Pros and Cons of Magnesium Hydroxide Water Treatment
Some of the advantages of magnesium hydroxide in water treatment are:
- Magnesium oxide has been found to be superior to garnet sand and silica sand, producing lower turbidities and allowing for longer filter runs in the filtration of a number of particulates.
- If heavy metals are present in water, magnesium oxide can precipitate the metals effectively, enabling them to be removed from the water. Magnesium oxide can also enable the removal of phosphorus.
- Not only does magnesium oxide provide alkalinity; it is also a source of magnesium. This micro-nutrient is essential for controlled bacterial growth in wastewater treatment.
- Magnesium oxide sludge is more easily dewatered or filtered, and it precipitates metals more effectively than lime.
- Because magnesium oxide supplies more alkalinity per gallon of water, a smaller amount of slurry can be used compared to hydrated lime and caustic soda, allowing businesses to operate more cost-effectively.
- Magnesium oxide makes it quicker and easier to control water’s pH with no risk of exceeding a pH of 9 (the maximum allowed in many wastewater treatment applications), all while maintaining the optimal conditions for bacterial growth.
- Unlike hydrated lime, magnesium oxide does not cause scaling, so water treatment equipment using this agent will require less frequent maintenance and cleaning.

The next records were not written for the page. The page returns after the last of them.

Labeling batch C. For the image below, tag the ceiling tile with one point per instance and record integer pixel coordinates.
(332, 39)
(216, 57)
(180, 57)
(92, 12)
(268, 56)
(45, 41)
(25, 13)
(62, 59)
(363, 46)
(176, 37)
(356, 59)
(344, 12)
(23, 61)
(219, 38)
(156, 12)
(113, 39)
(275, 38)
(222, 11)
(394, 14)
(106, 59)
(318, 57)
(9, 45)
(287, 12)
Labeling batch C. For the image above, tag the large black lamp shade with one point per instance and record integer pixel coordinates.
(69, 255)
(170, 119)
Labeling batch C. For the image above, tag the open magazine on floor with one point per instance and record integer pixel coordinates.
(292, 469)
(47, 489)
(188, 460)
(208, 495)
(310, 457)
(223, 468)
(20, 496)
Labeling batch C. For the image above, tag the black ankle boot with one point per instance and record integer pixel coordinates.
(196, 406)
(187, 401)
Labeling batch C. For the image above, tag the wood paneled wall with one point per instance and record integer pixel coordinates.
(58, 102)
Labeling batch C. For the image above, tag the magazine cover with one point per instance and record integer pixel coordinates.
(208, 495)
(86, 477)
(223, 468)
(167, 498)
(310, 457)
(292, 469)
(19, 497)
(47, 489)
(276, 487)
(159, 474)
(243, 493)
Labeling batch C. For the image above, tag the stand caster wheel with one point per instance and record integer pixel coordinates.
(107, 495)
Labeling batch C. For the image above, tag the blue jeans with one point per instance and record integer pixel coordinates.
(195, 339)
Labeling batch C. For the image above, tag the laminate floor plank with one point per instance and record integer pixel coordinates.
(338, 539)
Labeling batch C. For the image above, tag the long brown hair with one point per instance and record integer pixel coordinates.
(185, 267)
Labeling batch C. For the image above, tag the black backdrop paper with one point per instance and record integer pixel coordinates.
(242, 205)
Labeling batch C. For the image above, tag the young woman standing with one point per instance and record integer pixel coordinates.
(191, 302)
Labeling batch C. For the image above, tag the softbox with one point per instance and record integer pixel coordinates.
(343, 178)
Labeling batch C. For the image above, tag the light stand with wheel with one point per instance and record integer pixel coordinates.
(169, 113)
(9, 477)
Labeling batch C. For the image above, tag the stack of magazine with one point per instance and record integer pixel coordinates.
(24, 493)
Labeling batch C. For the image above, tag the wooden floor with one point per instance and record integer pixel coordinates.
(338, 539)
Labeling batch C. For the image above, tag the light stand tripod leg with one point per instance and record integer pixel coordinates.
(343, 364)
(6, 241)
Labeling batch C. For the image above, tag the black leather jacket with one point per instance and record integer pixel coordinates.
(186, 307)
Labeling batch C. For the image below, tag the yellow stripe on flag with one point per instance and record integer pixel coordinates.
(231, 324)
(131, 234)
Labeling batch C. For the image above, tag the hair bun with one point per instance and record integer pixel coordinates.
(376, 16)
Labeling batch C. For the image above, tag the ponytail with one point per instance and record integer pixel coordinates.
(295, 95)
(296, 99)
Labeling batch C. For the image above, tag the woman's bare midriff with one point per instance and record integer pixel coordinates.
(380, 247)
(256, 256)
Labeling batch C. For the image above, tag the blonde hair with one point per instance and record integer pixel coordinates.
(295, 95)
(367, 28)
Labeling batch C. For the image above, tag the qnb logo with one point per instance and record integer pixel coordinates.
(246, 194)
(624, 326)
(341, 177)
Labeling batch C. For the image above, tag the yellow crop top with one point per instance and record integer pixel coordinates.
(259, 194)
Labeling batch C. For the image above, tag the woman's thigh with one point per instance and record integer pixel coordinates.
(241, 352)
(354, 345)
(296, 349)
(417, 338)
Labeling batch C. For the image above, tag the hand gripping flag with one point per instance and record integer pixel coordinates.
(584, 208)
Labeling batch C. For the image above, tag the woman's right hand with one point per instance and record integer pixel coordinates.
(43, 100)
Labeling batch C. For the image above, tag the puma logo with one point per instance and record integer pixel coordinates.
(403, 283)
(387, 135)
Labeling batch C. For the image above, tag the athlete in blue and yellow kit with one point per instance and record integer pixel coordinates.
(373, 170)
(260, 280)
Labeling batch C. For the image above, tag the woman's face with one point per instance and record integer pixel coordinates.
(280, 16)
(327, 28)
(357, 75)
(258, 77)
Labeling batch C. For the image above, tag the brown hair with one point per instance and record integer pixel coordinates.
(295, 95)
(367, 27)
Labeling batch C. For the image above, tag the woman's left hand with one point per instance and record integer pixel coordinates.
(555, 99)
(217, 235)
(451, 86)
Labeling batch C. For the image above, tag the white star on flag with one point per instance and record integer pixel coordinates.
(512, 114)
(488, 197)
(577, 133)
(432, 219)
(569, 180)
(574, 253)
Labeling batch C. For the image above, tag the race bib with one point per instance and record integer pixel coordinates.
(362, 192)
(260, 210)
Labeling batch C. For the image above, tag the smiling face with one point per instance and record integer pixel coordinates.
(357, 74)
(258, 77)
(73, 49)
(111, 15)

- Finally, magnesium hydroxide is safe to handle. It i not toxic or corrosive, unlike hydrated lime and caustic soda.
Some of the setbacks of using magnesium oxide in water treatment are:
- Magnesium oxide is typically more expensive upfront than most alternatives.
- Magnesium oxide is not as widely available as caustic soda and hydrated lime.
Magnesium hydroxide is an effective agent for treating potable water and wastewater. This product is becoming a popular alternative to caustic soda and hydrated lime for wastewater treatment, and silica sand and garnet sand for water filtration. Magnesium oxide is particularly beneficial when used in wastewater nitrification and anaerobic digestion processes.
While magnesium hydroxide is slightly more expensive than the cost of similar materials, the benefits of this agent — including the savings in sludge handling — far outweigh this single setback.